Image from Sweet Dreams Security website
From the BBC, an interesting story looking at the work of Matthias Megyeri’s Sweet Dreams Security:
“A German artist is trying to change the way people think about security, by replacing barbed wire with heart-shaped metal, and pointed railings with animal shapes. Matthias Megyeri… considers symbols of threat and fear, such as alarms and CCTV cameras.
He then turns them into things that make people feel happy, using bright colours and references to kitsch objects such as teddy bears and bunny rabbits.”
Aside from the kitschness (hey, I’m not one to criticise!), some of Matthias’ work touches on an interesting area pertinent to ‘built environment’ architectures of control: the ‘hidden agenda’ behind superficially pretty or aesthetically attractive designs:
“Examples of Mr Megyeri’s art include… glass fir trees embedded in concrete, designed to replace broken bottle shards, which are now illegal.

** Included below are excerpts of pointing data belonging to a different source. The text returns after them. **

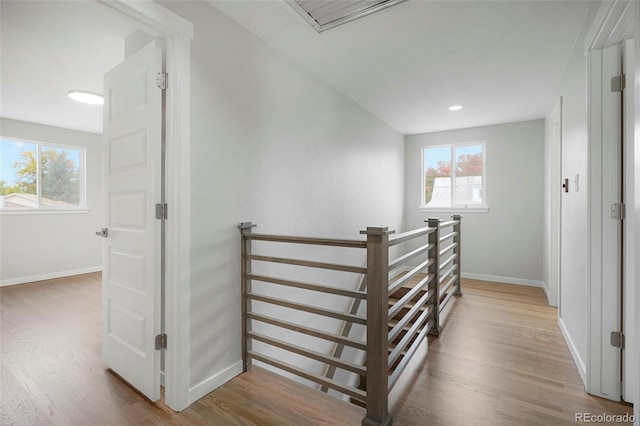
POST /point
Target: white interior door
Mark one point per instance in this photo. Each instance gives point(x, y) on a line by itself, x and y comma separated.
point(131, 291)
point(631, 316)
point(556, 203)
point(606, 225)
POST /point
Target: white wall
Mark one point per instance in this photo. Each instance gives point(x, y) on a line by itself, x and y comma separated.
point(41, 246)
point(274, 145)
point(504, 244)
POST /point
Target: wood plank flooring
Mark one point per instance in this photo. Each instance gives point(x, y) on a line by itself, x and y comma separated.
point(500, 360)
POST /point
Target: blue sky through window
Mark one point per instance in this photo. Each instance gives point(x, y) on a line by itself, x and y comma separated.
point(11, 151)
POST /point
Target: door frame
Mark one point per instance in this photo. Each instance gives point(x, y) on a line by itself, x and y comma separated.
point(614, 23)
point(177, 33)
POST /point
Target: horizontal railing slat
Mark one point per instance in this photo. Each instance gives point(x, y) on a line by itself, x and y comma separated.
point(448, 248)
point(308, 308)
point(445, 301)
point(307, 240)
point(404, 258)
point(451, 282)
point(397, 351)
point(308, 263)
point(409, 235)
point(402, 323)
point(347, 390)
point(407, 297)
point(449, 223)
point(309, 331)
point(393, 379)
point(444, 275)
point(446, 262)
point(309, 286)
point(446, 237)
point(355, 368)
point(409, 275)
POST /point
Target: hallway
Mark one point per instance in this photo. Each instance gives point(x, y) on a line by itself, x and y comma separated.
point(500, 360)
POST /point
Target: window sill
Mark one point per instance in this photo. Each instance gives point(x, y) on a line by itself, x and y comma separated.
point(16, 212)
point(476, 209)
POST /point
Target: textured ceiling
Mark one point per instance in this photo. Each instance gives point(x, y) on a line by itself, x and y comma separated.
point(50, 48)
point(502, 60)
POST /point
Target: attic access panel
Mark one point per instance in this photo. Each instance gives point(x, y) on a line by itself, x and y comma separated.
point(325, 14)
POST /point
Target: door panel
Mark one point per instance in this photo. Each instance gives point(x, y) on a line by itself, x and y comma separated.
point(131, 251)
point(611, 227)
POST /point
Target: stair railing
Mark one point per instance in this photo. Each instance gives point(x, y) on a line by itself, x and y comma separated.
point(415, 313)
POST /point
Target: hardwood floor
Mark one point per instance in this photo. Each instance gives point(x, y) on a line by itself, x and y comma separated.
point(500, 360)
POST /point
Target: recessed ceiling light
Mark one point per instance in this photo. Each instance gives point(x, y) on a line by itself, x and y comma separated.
point(86, 97)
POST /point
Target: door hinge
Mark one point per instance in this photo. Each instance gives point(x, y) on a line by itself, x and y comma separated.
point(617, 339)
point(161, 342)
point(162, 80)
point(617, 83)
point(162, 211)
point(618, 211)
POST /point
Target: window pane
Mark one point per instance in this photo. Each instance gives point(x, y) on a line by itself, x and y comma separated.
point(468, 188)
point(437, 176)
point(60, 177)
point(18, 174)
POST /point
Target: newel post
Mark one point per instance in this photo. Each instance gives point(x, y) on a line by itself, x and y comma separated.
point(458, 250)
point(377, 326)
point(434, 271)
point(245, 267)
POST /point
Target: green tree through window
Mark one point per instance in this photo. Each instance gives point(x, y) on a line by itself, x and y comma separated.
point(27, 167)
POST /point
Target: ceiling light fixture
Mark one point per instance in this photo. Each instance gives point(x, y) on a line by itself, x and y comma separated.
point(86, 97)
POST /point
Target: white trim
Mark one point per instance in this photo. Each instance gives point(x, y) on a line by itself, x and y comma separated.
point(177, 32)
point(545, 288)
point(503, 280)
point(612, 24)
point(210, 384)
point(49, 276)
point(479, 209)
point(17, 211)
point(580, 365)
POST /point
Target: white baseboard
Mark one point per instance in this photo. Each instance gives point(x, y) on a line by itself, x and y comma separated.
point(504, 280)
point(582, 369)
point(49, 276)
point(546, 292)
point(210, 384)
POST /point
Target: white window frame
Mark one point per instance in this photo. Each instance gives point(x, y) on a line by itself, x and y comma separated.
point(82, 204)
point(460, 208)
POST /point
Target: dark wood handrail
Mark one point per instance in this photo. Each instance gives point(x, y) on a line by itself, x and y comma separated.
point(415, 312)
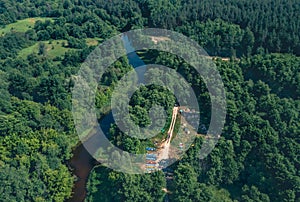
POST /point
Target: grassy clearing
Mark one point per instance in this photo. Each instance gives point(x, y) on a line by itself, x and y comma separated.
point(21, 25)
point(93, 41)
point(53, 48)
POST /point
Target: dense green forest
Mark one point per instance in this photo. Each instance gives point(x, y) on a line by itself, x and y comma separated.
point(43, 43)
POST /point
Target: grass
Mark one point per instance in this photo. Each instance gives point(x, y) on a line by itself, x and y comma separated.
point(21, 25)
point(93, 41)
point(54, 48)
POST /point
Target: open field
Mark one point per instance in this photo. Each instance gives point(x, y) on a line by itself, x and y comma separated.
point(21, 25)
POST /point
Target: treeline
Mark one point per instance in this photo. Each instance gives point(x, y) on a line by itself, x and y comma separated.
point(255, 160)
point(224, 28)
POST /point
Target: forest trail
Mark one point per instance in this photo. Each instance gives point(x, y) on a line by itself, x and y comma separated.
point(164, 154)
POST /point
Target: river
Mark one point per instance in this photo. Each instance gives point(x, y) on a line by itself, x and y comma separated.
point(82, 162)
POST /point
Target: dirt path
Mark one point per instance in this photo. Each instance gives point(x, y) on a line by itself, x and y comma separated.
point(164, 154)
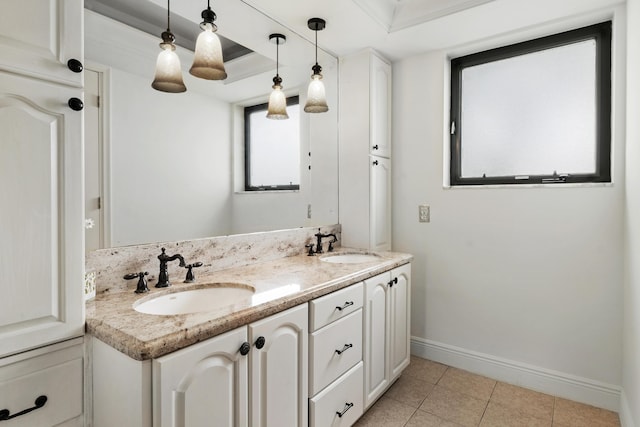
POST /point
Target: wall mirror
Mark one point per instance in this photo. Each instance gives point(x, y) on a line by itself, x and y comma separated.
point(170, 166)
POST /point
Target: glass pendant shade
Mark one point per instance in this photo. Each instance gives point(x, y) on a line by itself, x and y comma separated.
point(168, 77)
point(207, 62)
point(277, 108)
point(316, 97)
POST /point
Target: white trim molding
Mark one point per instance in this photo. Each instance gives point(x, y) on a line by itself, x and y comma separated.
point(556, 383)
point(626, 419)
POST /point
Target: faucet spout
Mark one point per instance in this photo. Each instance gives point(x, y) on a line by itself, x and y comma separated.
point(163, 276)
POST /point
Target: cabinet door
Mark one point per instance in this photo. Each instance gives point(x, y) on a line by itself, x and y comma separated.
point(203, 385)
point(38, 37)
point(376, 337)
point(380, 109)
point(380, 204)
point(279, 369)
point(41, 212)
point(400, 317)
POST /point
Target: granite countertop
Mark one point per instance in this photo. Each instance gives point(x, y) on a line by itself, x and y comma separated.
point(279, 284)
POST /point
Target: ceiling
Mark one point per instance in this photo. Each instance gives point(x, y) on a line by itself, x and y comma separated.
point(396, 28)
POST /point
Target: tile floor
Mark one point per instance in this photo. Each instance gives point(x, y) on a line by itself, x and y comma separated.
point(431, 394)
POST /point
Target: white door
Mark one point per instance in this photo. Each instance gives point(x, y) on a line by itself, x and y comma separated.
point(380, 110)
point(41, 215)
point(400, 318)
point(380, 204)
point(279, 366)
point(376, 337)
point(204, 385)
point(39, 37)
point(93, 173)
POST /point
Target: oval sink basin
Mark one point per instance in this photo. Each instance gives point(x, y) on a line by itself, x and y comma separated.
point(196, 300)
point(350, 258)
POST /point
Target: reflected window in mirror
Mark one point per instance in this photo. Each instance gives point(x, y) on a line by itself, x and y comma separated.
point(272, 148)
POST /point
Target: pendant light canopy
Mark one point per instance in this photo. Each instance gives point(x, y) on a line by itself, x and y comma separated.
point(207, 61)
point(277, 108)
point(316, 98)
point(168, 76)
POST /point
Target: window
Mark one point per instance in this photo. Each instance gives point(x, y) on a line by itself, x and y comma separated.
point(272, 149)
point(534, 112)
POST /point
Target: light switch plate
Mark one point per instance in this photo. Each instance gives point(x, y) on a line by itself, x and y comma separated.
point(424, 213)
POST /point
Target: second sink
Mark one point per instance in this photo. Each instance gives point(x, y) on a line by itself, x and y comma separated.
point(196, 300)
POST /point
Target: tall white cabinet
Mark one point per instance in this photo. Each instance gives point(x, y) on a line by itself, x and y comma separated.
point(365, 151)
point(41, 188)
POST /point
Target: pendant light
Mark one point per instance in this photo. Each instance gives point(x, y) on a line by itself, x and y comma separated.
point(207, 61)
point(168, 76)
point(316, 98)
point(277, 108)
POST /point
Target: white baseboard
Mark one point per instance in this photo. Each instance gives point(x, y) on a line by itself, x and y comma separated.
point(559, 384)
point(626, 419)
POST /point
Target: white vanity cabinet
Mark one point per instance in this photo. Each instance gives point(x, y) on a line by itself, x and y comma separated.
point(365, 151)
point(41, 189)
point(255, 375)
point(387, 330)
point(335, 358)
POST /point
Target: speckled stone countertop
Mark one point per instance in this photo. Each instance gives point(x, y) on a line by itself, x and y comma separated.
point(279, 284)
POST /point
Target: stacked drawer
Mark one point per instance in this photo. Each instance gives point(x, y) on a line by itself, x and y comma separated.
point(335, 353)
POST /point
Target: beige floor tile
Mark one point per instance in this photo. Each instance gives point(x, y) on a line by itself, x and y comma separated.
point(467, 383)
point(504, 416)
point(425, 419)
point(425, 370)
point(409, 391)
point(528, 402)
point(386, 412)
point(454, 406)
point(573, 414)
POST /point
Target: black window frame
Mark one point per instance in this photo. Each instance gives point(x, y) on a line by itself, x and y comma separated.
point(291, 100)
point(601, 33)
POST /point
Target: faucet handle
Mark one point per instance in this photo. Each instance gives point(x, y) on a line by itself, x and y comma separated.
point(190, 276)
point(141, 287)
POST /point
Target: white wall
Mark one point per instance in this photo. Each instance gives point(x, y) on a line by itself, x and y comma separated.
point(630, 408)
point(527, 277)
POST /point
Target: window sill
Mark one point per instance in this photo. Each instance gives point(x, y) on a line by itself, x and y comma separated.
point(528, 186)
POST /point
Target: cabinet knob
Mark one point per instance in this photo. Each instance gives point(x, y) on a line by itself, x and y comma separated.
point(75, 65)
point(39, 403)
point(76, 104)
point(244, 348)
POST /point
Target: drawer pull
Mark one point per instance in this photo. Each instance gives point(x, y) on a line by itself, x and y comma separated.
point(40, 401)
point(345, 348)
point(346, 304)
point(347, 406)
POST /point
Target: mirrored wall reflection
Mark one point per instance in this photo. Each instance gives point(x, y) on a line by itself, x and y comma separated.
point(172, 166)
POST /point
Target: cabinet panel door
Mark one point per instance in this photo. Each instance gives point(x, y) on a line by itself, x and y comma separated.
point(400, 318)
point(380, 110)
point(41, 254)
point(38, 37)
point(376, 337)
point(380, 204)
point(279, 370)
point(203, 385)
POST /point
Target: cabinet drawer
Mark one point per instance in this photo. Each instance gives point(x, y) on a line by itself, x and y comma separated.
point(344, 394)
point(57, 375)
point(334, 306)
point(334, 350)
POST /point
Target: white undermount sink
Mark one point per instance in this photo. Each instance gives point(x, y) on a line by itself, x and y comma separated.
point(353, 258)
point(196, 300)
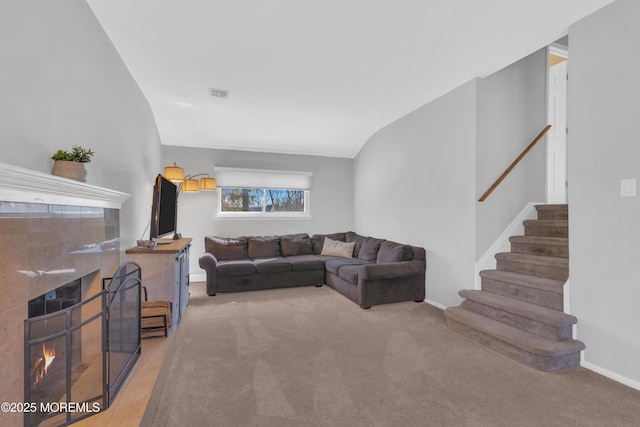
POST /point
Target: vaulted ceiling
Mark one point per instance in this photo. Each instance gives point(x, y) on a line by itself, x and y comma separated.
point(315, 77)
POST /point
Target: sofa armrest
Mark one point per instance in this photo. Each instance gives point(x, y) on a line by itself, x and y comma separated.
point(392, 270)
point(209, 264)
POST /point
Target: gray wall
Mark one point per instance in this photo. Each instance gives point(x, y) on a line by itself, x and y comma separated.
point(414, 183)
point(63, 83)
point(512, 105)
point(418, 179)
point(331, 195)
point(604, 108)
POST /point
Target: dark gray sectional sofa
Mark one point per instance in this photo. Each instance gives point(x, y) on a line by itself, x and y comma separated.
point(378, 272)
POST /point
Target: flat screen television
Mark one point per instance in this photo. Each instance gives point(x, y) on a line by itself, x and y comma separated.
point(164, 208)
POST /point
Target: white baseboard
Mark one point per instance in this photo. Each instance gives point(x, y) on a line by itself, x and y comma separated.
point(488, 261)
point(435, 304)
point(612, 375)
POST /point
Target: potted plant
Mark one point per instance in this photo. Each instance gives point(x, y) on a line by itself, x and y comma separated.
point(71, 164)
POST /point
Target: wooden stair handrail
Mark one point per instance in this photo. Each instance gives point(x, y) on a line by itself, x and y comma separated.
point(515, 162)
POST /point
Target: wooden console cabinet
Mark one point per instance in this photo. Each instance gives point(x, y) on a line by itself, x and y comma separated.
point(165, 273)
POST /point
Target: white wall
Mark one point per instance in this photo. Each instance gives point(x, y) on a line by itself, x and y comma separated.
point(414, 183)
point(604, 135)
point(331, 199)
point(63, 83)
point(512, 105)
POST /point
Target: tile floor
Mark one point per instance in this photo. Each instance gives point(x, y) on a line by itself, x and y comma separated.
point(131, 401)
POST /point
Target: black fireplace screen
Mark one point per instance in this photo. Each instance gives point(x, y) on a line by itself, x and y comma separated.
point(77, 358)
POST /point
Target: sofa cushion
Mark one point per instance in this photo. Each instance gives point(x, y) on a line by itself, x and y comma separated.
point(318, 240)
point(337, 248)
point(306, 262)
point(264, 246)
point(393, 252)
point(272, 265)
point(225, 248)
point(350, 273)
point(333, 265)
point(357, 239)
point(369, 249)
point(235, 268)
point(296, 244)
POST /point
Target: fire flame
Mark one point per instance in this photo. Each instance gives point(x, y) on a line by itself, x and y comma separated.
point(42, 364)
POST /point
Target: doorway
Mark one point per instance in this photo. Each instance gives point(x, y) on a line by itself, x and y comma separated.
point(558, 56)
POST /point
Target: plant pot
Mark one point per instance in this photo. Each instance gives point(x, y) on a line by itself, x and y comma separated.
point(71, 170)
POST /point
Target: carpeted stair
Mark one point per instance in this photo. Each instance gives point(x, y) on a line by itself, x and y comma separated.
point(519, 311)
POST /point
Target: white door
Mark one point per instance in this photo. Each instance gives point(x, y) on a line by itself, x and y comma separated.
point(557, 136)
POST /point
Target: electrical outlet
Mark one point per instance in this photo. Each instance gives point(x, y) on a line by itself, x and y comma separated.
point(628, 187)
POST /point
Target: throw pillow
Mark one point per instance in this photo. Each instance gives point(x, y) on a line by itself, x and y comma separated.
point(264, 247)
point(337, 248)
point(318, 240)
point(358, 239)
point(296, 244)
point(393, 252)
point(369, 249)
point(226, 249)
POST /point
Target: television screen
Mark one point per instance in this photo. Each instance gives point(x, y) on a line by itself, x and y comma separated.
point(164, 208)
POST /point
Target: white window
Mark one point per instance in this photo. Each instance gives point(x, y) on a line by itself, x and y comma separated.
point(257, 193)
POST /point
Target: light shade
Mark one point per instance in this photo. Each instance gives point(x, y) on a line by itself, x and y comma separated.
point(190, 186)
point(208, 184)
point(174, 174)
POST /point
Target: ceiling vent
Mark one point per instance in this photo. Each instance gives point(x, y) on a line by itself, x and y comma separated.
point(218, 93)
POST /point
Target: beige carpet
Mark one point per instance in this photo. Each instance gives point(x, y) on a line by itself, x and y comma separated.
point(310, 357)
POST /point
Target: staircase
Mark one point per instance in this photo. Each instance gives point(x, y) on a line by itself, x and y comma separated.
point(519, 311)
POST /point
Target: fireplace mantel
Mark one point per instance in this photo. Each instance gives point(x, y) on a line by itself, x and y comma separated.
point(26, 186)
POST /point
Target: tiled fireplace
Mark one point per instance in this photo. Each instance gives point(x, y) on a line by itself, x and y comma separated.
point(53, 231)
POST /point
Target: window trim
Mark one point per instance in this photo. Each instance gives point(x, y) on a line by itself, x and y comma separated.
point(263, 215)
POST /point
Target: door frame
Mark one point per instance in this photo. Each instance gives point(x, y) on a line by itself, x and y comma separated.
point(562, 51)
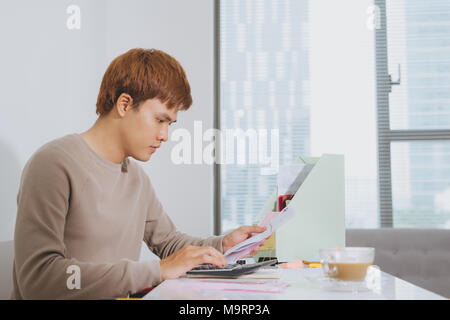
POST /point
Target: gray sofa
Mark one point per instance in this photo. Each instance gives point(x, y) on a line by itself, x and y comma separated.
point(419, 256)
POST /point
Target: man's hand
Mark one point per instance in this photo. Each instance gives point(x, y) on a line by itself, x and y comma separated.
point(239, 235)
point(187, 258)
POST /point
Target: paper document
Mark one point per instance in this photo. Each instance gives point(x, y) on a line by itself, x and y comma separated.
point(275, 221)
point(286, 176)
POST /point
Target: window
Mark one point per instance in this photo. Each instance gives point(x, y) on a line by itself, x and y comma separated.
point(413, 93)
point(306, 69)
point(335, 79)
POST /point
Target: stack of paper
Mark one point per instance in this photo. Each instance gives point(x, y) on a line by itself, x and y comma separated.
point(272, 222)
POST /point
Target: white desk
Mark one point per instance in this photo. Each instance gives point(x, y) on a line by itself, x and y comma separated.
point(304, 284)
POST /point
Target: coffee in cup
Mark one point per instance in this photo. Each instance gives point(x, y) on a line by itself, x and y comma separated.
point(349, 263)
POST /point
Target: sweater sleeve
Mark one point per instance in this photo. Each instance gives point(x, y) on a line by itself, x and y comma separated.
point(42, 269)
point(161, 235)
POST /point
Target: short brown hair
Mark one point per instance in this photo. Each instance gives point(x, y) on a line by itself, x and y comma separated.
point(144, 74)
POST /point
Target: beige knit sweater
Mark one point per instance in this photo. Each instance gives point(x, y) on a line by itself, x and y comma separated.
point(81, 215)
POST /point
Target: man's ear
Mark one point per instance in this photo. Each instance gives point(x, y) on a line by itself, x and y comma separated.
point(123, 104)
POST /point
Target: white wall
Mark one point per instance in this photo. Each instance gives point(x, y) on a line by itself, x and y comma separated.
point(50, 80)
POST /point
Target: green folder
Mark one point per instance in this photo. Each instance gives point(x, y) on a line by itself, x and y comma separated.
point(319, 220)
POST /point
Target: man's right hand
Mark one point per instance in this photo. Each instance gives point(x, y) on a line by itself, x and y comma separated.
point(187, 258)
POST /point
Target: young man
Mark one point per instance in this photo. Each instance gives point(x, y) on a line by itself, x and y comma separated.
point(84, 208)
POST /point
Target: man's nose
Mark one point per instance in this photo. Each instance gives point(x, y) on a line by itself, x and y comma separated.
point(163, 135)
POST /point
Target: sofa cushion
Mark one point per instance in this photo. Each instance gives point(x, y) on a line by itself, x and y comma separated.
point(419, 256)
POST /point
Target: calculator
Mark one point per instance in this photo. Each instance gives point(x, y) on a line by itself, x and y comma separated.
point(230, 270)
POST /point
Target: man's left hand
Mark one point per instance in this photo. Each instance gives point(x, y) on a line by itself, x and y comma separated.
point(239, 235)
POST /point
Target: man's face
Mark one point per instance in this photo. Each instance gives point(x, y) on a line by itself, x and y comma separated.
point(146, 127)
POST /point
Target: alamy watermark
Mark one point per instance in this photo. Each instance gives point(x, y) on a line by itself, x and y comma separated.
point(373, 21)
point(227, 146)
point(74, 280)
point(74, 19)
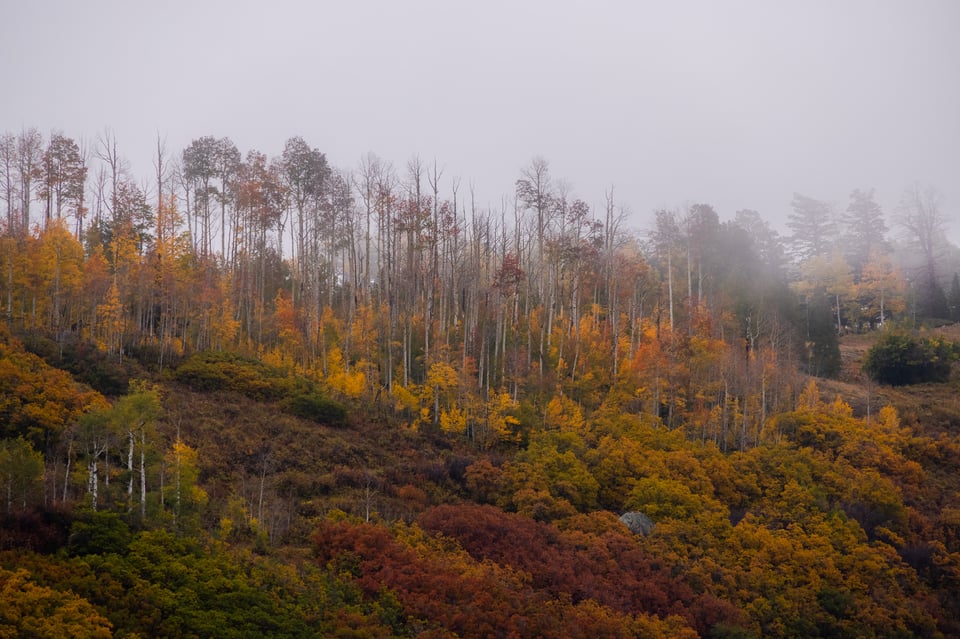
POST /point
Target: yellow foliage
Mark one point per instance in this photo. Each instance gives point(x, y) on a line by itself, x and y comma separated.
point(810, 397)
point(565, 415)
point(453, 420)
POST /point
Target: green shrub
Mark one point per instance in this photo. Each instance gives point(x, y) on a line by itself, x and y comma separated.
point(210, 371)
point(318, 408)
point(900, 359)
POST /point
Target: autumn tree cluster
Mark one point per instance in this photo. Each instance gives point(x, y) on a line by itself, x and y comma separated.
point(447, 406)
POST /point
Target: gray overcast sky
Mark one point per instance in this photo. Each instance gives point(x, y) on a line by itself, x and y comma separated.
point(734, 103)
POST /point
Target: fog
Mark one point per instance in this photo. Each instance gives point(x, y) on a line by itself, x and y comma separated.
point(738, 103)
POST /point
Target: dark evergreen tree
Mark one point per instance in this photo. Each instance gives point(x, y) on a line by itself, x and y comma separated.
point(866, 230)
point(953, 299)
point(821, 356)
point(812, 227)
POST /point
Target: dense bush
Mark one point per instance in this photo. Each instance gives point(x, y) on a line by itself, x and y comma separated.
point(209, 371)
point(899, 359)
point(316, 407)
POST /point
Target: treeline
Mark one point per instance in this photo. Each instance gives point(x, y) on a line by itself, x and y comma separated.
point(386, 285)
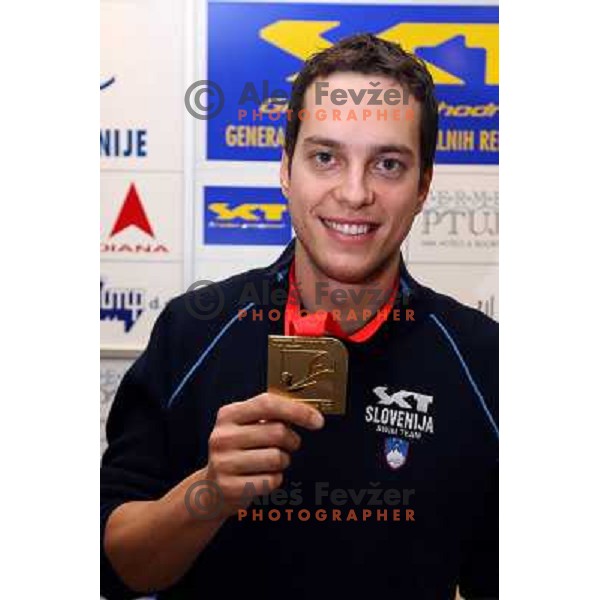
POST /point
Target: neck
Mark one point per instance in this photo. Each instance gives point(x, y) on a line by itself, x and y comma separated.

While they look delicate, the top of the fir tress is very sharp, to deter people from climbing the wall.“
This is reminiscent of Baron Haussmann‘s elegant wide Parisian boulevards (designed, partially at least, to be difficult for revolutionaries to barricade after the events of 1848): the visual style of a design incorporating a hidden control intention by its very architecture (see also ‘Making a sleek piece from a pig’s ear‘).
Can anyone think of more examples of this type of design thinking?